CS 180 Project 1 - Geoffrey Xiang

Background

Sergei Mikhailovich Prokudin-Gorskii foresaw how color was the future for photography. Determined to document the Russian Empire in its true light, he traveled throughout the land while taking 3 photos per scene with a red, green, and blue filter. Although he was never able to see his exposures used to create colored images, the RGB glass plate negatives he left behind were eventually able to be used to reconstruct color pictures of his photographed scenes. This project revives his vision by computationally aligning the RGB glass exposures to reproduce the images in their true colors.

Image Alignment

To align the 3 exposures for each scene, my main strategy was to continuously overlay the red and green exposures on top of the blue one before using an image matching metric to determine which alignment was the best (metrics discussed further below). For small (.jpg) images, I iteratively searched through a 30 by 30 range of displacements (maximum offset of 15 pixels on each side of the blue image). However, this approach was far too inefficient for large (.tif) images, so I implemented an image pyramid to speed up the process. I found that 6 levels for the image pyramid worked extremely well and was relatively fast (less than 30 seconds) for each of the images. The recursive pyramid scheme first searched through a 128 by 128 range of displacements around the image scaled down by a factor of 32. Taking the resulting displacement vector and scaling it by 2, it then did a 64 by 64 search around that displacement for the original image scaled down by 16. Continuing this process until the base case, a 4 by 4 search on the original image using the previous recursive frame's displacement vector.

Image Matching Metrics

Euclidean Distance (L2 Norm): This was the first metric I tried, where the displacement vector that led to the lowest difference in corresponding pixel values would be the classifsied as the best alignment. This was unsurprisingly the worst metric, likely due to how brightness and contrast could vary between glass negatives, slight noise could introduce big penalties to what should be well-aligned images, and in general RGB values may not be close in value to each other in the actual image.

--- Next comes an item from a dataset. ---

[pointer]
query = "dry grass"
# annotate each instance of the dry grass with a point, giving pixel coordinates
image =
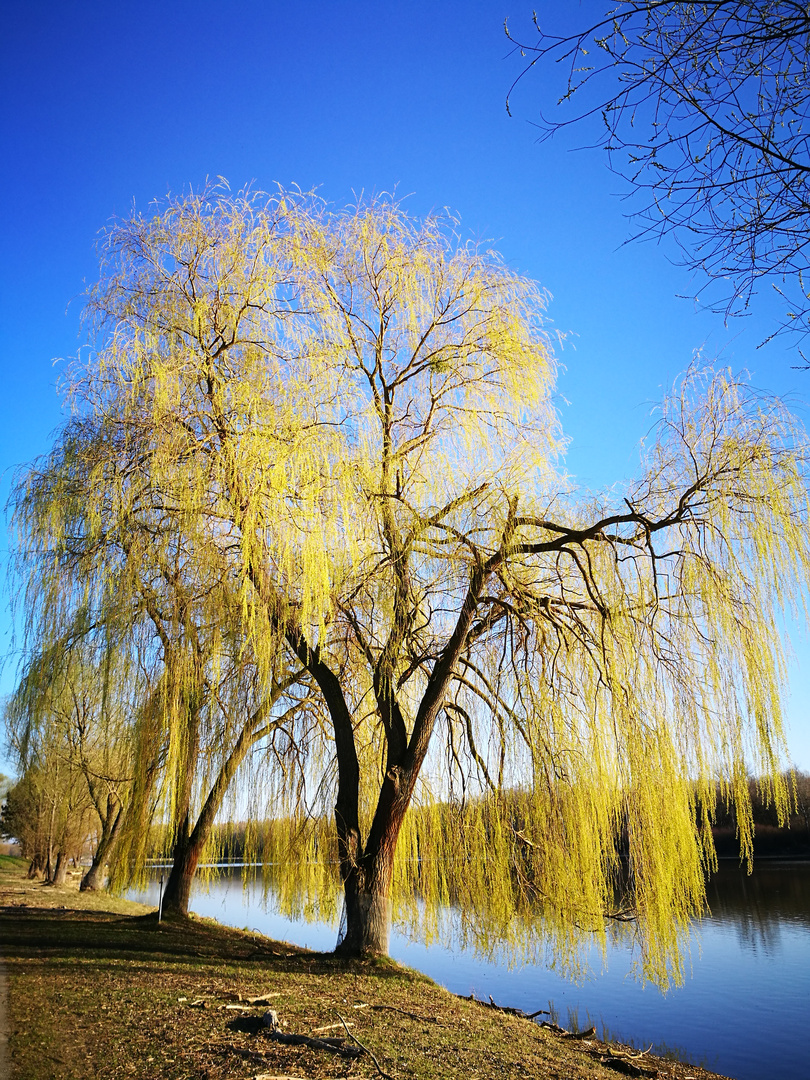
(97, 988)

Euclidean Distance on Pixel Values
R: [1, 10], G: [0, -6]

Normalized Cross-Correlation: This was the second metric I tried, where the displacement vector that led to the highest NCC score (closest match across normalized pixel values) would be classified as the best alignment. However, it still didn't quite work that well. This was likely due to how real images tend to have varying RGB values per pixel. For instance, a green bush would have a high green value but low red and blue values, but NCC would punish an alignment that matched a high green value to a low blue value.

NCC on Pixel Values
R: [1, 9], G: [0, -6]

Normalized Cross-Correlation with Edge Detection: This was by far the best metric for alignment since it used edges detected within the images to align them rather than the pixel values, and each RGB pane tended to share the same edge features with each other. I implemented this by first converting each image into a black and white version with just the edges using Canny edge detection before using the same NCC metric as above to find the best displacement vector alignment. I also experimented with Euclidean Distance with Edge Detection, and for the few .jpg images I used, it produced the same result as NCC with Edge Detection.

NCC with Edge Detection
R: [2, 3], G: [2, -3]

[Bells and Whistles] Automatic Cropping

I implemented automatic border cropping using Canny edge detection. After converting the image into a black and white version with just edges (same process as the last image matching metric), I scanned the borders of the image and looked for rows or columns that were in the 75th percentile for white pixels within their respective region (top, bottom, left, right). By cropping the image at these rows and columns, the sections of the color image that were removed would likely contain the harsh borders. Interestingly, I originally tried to just scan for the 75th percentile of white pixels across the entire image as opposed to just within a certain region of the image. For most images, this worked extremely well and often even better than the current version since it was less aggressive in its cropping and would leave more of the image intact. However, some images with lots of edges within the body of the scene would interfere with the percentile threshold and leave at least 1 side with the harsh border. This caused me to make the white-value comparisons more granular so top edges would only be compared with each other, and this process would apply to the rest of the 3 edges.

Results

Cathedral

NCC with Edge Detection
R: [3, 12], G: [2, 5]

Tobolsk

NCC with Edge Detection
R: [3, 6], G: [3, 3]

Church

NCC with Edge Detection
R: [-4, 58], G: [3, 25]

Emir

NCC with Edge Detection
R: [40, 107], G: [24, 49]

Harvesters

NCC with Edge Detection
R: [11, 125], G: [17, 60]

Icon

Original icon.tif

NCC with Edge Detection

R: [23, 89], G: [16, 40]

Cropped Image

Lady

NCC with Edge Detection
R: [13, 120], G: [10, 56]

Melons

NCC with Edge Detection
R: [14, 176], G: [10, 80]

Onion Church

NCC with Edge Detection
R: [35, 107], G: [24, 52]

Sculpture

NCC with Edge Detection
R: [-27, 140], G: [-11, 33]

Self Portrait

NCC with Edge Detection
R: [37, 175], G: [29, 77]

Three Generations

NCC with Edge Detection
R: [12, 115], G: [12, 56]

Train

NCC with Edge Detection
R: [29, 85], G: [1, 44]